The U.S. Environmental Protection Agency (EPA) has published best practices for cleanup of broken CFLs, and ways to avoid breakage, on its website. It recommends airing out the room and carefully disposing of broken pieces in a jar.

A Maine Department of Environmental Protection (DEP) study of 2008 comparing clean-up methods warns that using plastic bags to store broken CFL bulbs is dangerous because vapors well above safe levels continue to leak from the bags. The EPA and the Maine DEP recommend a sealed glass jar as the best repository for a broken bulb.

LED Bulbs vs. CFL Bulbs

As previously mentioned, incandescent bulbs were initially supplanted by CFLs, but the arrival of affordable LEDs didn’t let the poor CFLs enjoy their day in the sun for long. Not only do LEDs draw fewer watts of electricity, but they also outperform CFLs in a variety of other ways.

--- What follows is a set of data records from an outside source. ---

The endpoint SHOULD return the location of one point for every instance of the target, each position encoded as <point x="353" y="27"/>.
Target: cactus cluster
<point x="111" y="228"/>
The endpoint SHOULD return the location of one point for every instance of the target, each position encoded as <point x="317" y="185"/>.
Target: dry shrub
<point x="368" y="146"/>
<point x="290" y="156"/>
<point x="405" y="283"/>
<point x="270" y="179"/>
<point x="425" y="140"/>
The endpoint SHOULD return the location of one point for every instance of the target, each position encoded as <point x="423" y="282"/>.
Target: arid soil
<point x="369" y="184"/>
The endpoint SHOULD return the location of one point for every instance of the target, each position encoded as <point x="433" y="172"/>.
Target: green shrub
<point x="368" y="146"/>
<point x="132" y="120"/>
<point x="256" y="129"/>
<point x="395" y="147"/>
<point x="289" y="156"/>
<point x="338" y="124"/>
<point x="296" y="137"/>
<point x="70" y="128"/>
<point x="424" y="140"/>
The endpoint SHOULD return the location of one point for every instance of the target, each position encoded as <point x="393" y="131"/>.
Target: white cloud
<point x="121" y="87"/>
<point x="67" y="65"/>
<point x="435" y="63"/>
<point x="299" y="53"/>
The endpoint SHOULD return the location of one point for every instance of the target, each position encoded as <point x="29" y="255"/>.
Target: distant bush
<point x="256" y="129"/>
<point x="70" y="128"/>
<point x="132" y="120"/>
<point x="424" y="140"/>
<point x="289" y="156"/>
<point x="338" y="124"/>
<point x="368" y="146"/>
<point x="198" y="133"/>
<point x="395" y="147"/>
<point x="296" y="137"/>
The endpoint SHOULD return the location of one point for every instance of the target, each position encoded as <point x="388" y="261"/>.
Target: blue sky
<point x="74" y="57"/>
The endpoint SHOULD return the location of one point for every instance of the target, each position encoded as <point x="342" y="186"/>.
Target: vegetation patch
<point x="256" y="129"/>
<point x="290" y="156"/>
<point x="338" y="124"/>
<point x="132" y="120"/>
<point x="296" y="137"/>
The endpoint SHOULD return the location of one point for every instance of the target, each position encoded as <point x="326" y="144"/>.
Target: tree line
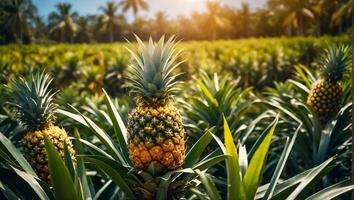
<point x="21" y="23"/>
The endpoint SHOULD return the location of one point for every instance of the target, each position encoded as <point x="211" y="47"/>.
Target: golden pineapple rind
<point x="324" y="99"/>
<point x="35" y="152"/>
<point x="156" y="133"/>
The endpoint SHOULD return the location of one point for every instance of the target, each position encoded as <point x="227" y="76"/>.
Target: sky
<point x="172" y="8"/>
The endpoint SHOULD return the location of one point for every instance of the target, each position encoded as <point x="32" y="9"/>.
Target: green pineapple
<point x="156" y="135"/>
<point x="33" y="102"/>
<point x="326" y="93"/>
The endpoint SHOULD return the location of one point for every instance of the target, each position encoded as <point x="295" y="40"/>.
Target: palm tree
<point x="292" y="13"/>
<point x="63" y="22"/>
<point x="18" y="15"/>
<point x="134" y="5"/>
<point x="161" y="25"/>
<point x="109" y="20"/>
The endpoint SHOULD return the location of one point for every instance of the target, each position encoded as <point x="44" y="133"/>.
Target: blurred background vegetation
<point x="20" y="21"/>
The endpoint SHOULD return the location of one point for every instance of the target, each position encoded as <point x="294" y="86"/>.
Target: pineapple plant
<point x="326" y="93"/>
<point x="33" y="103"/>
<point x="156" y="136"/>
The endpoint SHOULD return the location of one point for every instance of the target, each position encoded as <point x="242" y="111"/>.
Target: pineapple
<point x="156" y="136"/>
<point x="326" y="93"/>
<point x="33" y="103"/>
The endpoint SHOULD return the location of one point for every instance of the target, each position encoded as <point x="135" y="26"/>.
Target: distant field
<point x="258" y="61"/>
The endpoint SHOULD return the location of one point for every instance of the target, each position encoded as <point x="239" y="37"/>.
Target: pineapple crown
<point x="335" y="61"/>
<point x="33" y="101"/>
<point x="151" y="69"/>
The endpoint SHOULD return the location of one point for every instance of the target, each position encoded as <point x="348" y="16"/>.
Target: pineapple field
<point x="246" y="119"/>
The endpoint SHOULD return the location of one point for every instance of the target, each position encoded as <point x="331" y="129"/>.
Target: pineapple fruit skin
<point x="325" y="99"/>
<point x="35" y="151"/>
<point x="156" y="134"/>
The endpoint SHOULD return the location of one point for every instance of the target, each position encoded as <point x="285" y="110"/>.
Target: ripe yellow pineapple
<point x="156" y="136"/>
<point x="326" y="93"/>
<point x="33" y="102"/>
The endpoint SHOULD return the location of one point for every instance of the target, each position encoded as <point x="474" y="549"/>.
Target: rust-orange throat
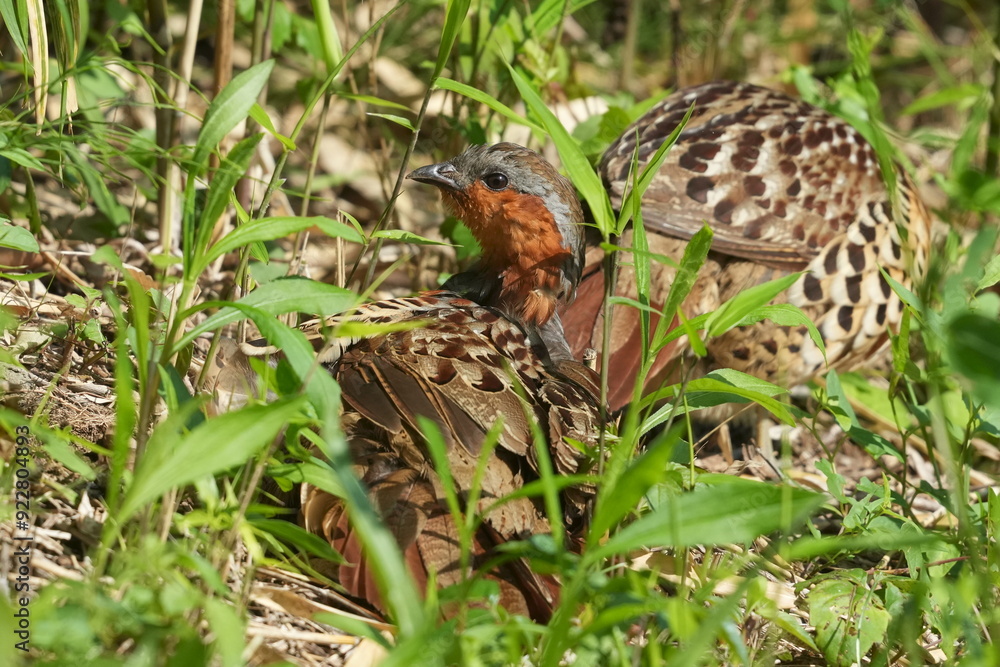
<point x="526" y="217"/>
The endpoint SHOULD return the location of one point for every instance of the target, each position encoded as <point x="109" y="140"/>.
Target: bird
<point x="785" y="187"/>
<point x="488" y="346"/>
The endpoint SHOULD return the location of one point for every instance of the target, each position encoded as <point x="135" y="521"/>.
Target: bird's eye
<point x="495" y="181"/>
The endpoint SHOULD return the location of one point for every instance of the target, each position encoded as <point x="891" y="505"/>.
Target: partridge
<point x="488" y="347"/>
<point x="785" y="187"/>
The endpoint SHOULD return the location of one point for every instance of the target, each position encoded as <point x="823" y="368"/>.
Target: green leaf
<point x="228" y="630"/>
<point x="300" y="538"/>
<point x="848" y="617"/>
<point x="617" y="501"/>
<point x="277" y="297"/>
<point x="727" y="511"/>
<point x="174" y="458"/>
<point x="717" y="388"/>
<point x="952" y="95"/>
<point x="230" y="171"/>
<point x="974" y="351"/>
<point x="786" y="315"/>
<point x="17" y="238"/>
<point x="454" y="18"/>
<point x="576" y="163"/>
<point x="268" y="229"/>
<point x="398" y="120"/>
<point x="230" y="107"/>
<point x="259" y="115"/>
<point x="991" y="274"/>
<point x="484" y="98"/>
<point x="406" y="237"/>
<point x="375" y="101"/>
<point x="733" y="311"/>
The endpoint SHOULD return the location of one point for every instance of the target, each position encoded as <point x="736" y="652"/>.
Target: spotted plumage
<point x="488" y="348"/>
<point x="785" y="187"/>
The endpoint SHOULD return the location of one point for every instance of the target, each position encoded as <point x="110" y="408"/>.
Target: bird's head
<point x="526" y="217"/>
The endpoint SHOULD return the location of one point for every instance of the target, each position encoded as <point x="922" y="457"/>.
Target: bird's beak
<point x="440" y="175"/>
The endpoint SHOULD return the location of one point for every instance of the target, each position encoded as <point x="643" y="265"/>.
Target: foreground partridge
<point x="785" y="187"/>
<point x="489" y="347"/>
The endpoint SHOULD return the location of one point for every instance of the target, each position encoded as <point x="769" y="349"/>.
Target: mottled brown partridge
<point x="785" y="187"/>
<point x="488" y="347"/>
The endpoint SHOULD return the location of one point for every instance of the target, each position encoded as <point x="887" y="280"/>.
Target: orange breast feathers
<point x="521" y="242"/>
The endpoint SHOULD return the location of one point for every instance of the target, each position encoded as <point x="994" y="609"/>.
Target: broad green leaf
<point x="228" y="630"/>
<point x="718" y="388"/>
<point x="733" y="311"/>
<point x="406" y="237"/>
<point x="849" y="618"/>
<point x="375" y="101"/>
<point x="174" y="458"/>
<point x="575" y="162"/>
<point x="333" y="50"/>
<point x="991" y="274"/>
<point x="786" y="315"/>
<point x="230" y="107"/>
<point x="617" y="501"/>
<point x="550" y="12"/>
<point x="21" y="157"/>
<point x="974" y="351"/>
<point x="16" y="29"/>
<point x="727" y="511"/>
<point x="694" y="257"/>
<point x="268" y="229"/>
<point x="486" y="99"/>
<point x="232" y="168"/>
<point x="952" y="95"/>
<point x="259" y="115"/>
<point x="302" y="539"/>
<point x="277" y="297"/>
<point x="17" y="238"/>
<point x="454" y="18"/>
<point x="398" y="120"/>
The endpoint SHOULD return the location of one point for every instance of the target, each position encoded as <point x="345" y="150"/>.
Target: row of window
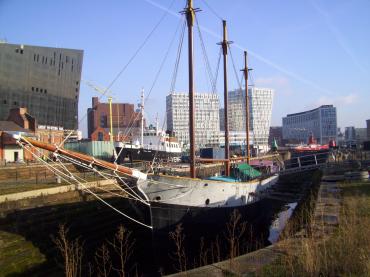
<point x="45" y="91"/>
<point x="17" y="50"/>
<point x="5" y="102"/>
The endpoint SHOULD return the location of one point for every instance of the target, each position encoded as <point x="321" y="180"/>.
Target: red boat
<point x="312" y="146"/>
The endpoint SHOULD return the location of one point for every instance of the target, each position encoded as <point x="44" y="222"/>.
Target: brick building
<point x="125" y="120"/>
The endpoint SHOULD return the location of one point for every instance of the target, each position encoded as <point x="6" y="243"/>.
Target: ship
<point x="209" y="202"/>
<point x="156" y="145"/>
<point x="191" y="201"/>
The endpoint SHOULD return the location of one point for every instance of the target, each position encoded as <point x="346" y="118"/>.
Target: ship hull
<point x="142" y="154"/>
<point x="188" y="201"/>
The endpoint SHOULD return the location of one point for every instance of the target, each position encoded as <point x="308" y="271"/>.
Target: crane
<point x="108" y="93"/>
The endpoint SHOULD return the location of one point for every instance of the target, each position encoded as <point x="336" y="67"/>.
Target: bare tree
<point x="235" y="230"/>
<point x="178" y="237"/>
<point x="103" y="262"/>
<point x="72" y="252"/>
<point x="123" y="245"/>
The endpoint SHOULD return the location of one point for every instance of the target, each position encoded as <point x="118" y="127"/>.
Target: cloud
<point x="337" y="35"/>
<point x="265" y="60"/>
<point x="339" y="101"/>
<point x="280" y="84"/>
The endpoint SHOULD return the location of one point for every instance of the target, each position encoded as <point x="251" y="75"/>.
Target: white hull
<point x="205" y="193"/>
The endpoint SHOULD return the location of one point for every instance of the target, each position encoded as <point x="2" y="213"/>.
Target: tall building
<point x="350" y="135"/>
<point x="44" y="80"/>
<point x="361" y="135"/>
<point x="125" y="120"/>
<point x="260" y="111"/>
<point x="321" y="122"/>
<point x="276" y="133"/>
<point x="207" y="121"/>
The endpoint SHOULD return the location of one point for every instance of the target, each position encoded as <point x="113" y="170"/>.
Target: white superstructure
<point x="260" y="111"/>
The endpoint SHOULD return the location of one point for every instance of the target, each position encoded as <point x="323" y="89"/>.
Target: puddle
<point x="279" y="223"/>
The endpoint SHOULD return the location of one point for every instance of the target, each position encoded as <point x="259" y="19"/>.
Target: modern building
<point x="361" y="135"/>
<point x="44" y="80"/>
<point x="125" y="121"/>
<point x="20" y="121"/>
<point x="207" y="121"/>
<point x="276" y="133"/>
<point x="321" y="122"/>
<point x="350" y="134"/>
<point x="260" y="111"/>
<point x="222" y="120"/>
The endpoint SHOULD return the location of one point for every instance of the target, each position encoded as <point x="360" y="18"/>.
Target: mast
<point x="225" y="44"/>
<point x="142" y="117"/>
<point x="246" y="107"/>
<point x="110" y="119"/>
<point x="190" y="14"/>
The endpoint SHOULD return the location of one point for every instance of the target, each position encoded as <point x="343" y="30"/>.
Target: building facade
<point x="260" y="111"/>
<point x="276" y="133"/>
<point x="207" y="121"/>
<point x="321" y="122"/>
<point x="19" y="120"/>
<point x="125" y="120"/>
<point x="45" y="80"/>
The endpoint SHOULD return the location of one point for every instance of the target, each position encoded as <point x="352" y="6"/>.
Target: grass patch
<point x="345" y="253"/>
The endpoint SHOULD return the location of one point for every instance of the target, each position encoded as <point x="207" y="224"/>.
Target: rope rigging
<point x="71" y="179"/>
<point x="154" y="82"/>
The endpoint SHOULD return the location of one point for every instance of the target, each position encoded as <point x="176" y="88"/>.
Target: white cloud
<point x="339" y="101"/>
<point x="280" y="84"/>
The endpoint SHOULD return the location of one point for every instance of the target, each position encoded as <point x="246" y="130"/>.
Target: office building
<point x="44" y="80"/>
<point x="126" y="122"/>
<point x="276" y="134"/>
<point x="260" y="111"/>
<point x="321" y="122"/>
<point x="207" y="121"/>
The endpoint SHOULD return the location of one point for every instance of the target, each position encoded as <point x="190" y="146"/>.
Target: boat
<point x="208" y="202"/>
<point x="157" y="145"/>
<point x="310" y="154"/>
<point x="191" y="201"/>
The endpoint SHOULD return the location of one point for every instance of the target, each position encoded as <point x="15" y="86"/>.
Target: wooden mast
<point x="246" y="107"/>
<point x="190" y="13"/>
<point x="224" y="44"/>
<point x="82" y="157"/>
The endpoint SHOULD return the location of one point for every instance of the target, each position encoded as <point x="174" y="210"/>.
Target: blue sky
<point x="310" y="52"/>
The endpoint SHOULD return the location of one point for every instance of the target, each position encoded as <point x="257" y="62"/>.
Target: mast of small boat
<point x="246" y="108"/>
<point x="142" y="117"/>
<point x="225" y="44"/>
<point x="190" y="13"/>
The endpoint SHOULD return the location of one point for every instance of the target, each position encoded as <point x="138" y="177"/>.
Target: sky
<point x="310" y="52"/>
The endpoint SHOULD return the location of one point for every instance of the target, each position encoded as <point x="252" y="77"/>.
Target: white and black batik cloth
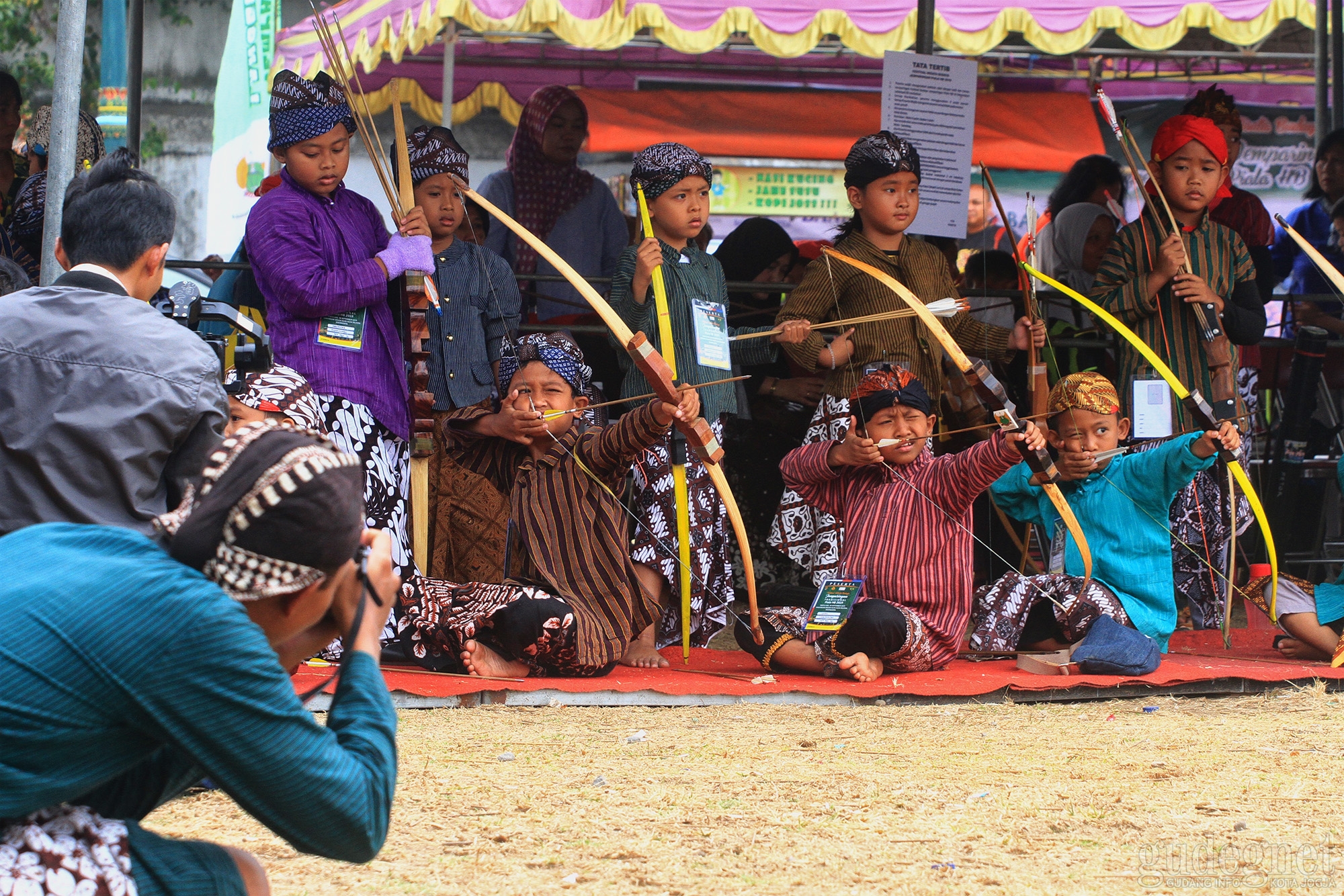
<point x="806" y="535"/>
<point x="388" y="482"/>
<point x="655" y="542"/>
<point x="65" y="851"/>
<point x="1201" y="538"/>
<point x="1001" y="611"/>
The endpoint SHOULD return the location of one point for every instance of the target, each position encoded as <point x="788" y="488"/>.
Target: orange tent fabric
<point x="1023" y="131"/>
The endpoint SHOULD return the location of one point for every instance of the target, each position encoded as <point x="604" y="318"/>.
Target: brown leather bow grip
<point x="700" y="437"/>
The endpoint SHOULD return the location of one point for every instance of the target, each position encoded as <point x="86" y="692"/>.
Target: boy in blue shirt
<point x="1123" y="504"/>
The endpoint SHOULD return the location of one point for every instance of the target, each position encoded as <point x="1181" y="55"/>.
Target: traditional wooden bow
<point x="1200" y="412"/>
<point x="698" y="435"/>
<point x="991" y="392"/>
<point x="1036" y="369"/>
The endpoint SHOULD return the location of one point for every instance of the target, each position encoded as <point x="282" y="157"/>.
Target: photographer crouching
<point x="107" y="406"/>
<point x="108" y="710"/>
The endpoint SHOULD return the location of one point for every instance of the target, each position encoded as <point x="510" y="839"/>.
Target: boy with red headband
<point x="1154" y="284"/>
<point x="908" y="537"/>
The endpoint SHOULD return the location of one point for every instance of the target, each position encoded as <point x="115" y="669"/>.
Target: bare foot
<point x="483" y="662"/>
<point x="862" y="668"/>
<point x="644" y="656"/>
<point x="1295" y="649"/>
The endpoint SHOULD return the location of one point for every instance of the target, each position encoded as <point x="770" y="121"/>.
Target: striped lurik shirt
<point x="908" y="530"/>
<point x="575" y="534"/>
<point x="1167" y="323"/>
<point x="834" y="291"/>
<point x="687" y="275"/>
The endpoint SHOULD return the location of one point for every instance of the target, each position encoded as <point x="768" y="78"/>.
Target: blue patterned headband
<point x="304" y="109"/>
<point x="554" y="350"/>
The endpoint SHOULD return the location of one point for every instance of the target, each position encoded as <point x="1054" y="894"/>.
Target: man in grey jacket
<point x="107" y="406"/>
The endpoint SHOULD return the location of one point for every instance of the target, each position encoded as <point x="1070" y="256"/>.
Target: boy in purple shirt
<point x="322" y="260"/>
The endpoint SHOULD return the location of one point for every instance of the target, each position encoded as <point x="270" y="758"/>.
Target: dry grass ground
<point x="1077" y="799"/>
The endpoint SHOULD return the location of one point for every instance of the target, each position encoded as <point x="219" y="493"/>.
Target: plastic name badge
<point x="833" y="605"/>
<point x="712" y="335"/>
<point x="343" y="331"/>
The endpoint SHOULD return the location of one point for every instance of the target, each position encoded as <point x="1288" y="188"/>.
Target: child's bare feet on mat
<point x="644" y="656"/>
<point x="1295" y="649"/>
<point x="862" y="668"/>
<point x="643" y="652"/>
<point x="483" y="662"/>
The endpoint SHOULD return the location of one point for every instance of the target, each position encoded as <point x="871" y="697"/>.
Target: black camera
<point x="252" y="355"/>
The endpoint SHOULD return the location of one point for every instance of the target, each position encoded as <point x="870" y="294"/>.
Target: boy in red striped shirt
<point x="908" y="537"/>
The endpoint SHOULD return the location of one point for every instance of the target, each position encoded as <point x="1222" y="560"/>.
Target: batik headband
<point x="554" y="350"/>
<point x="269" y="488"/>
<point x="877" y="156"/>
<point x="435" y="151"/>
<point x="282" y="392"/>
<point x="662" y="166"/>
<point x="889" y="386"/>
<point x="1087" y="392"/>
<point x="303" y="109"/>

Why use LED lights instead of CFLs? Here are six simple reasons:

  1. LED bulbs last longer. It’s common for LEDs to be rated for 50,000 hours of use, about five times longer than the average CFL bulb, and about 50 times longer than incandescents.
  2. LED bulbs are safer. CFL bulbs contain trace amounts of mercury, which means they must be handled and disposed of carefully. If a CFL bulb breaks, it’s recommended that you ventilate and vacate the area for several minutes.
  3. LED bulbs light up instantly. CFL bulbs take a few seconds to warm up, and they appear dimmer during this time.
  4. LED bulbs often provide more pleasant lighting. Early versions of CFL bulbs were criticized for emitting harsh light. While the industry made improvements to soften this effect, LED bulbs have always come in a range of colors and levels of softness.
  5. LED bulbs are more versatile. The curly design of CFL bulbs makes them just as bulky as incandescents, which limits their range of applications. But light-emitting diodes are comparatively small, which allows for applications like slim strips of lightweight lights that you can use for under-cabinet kitchen lighting.
  6. LED bulbs give off virtually no heat. Incandescent bulbs give off about 90 percent of their energy as heat, and CFL bulbs don’t fare much better. This can produce unwanted heat inside your home during warm weather. LED bulbs remain cool to the touch.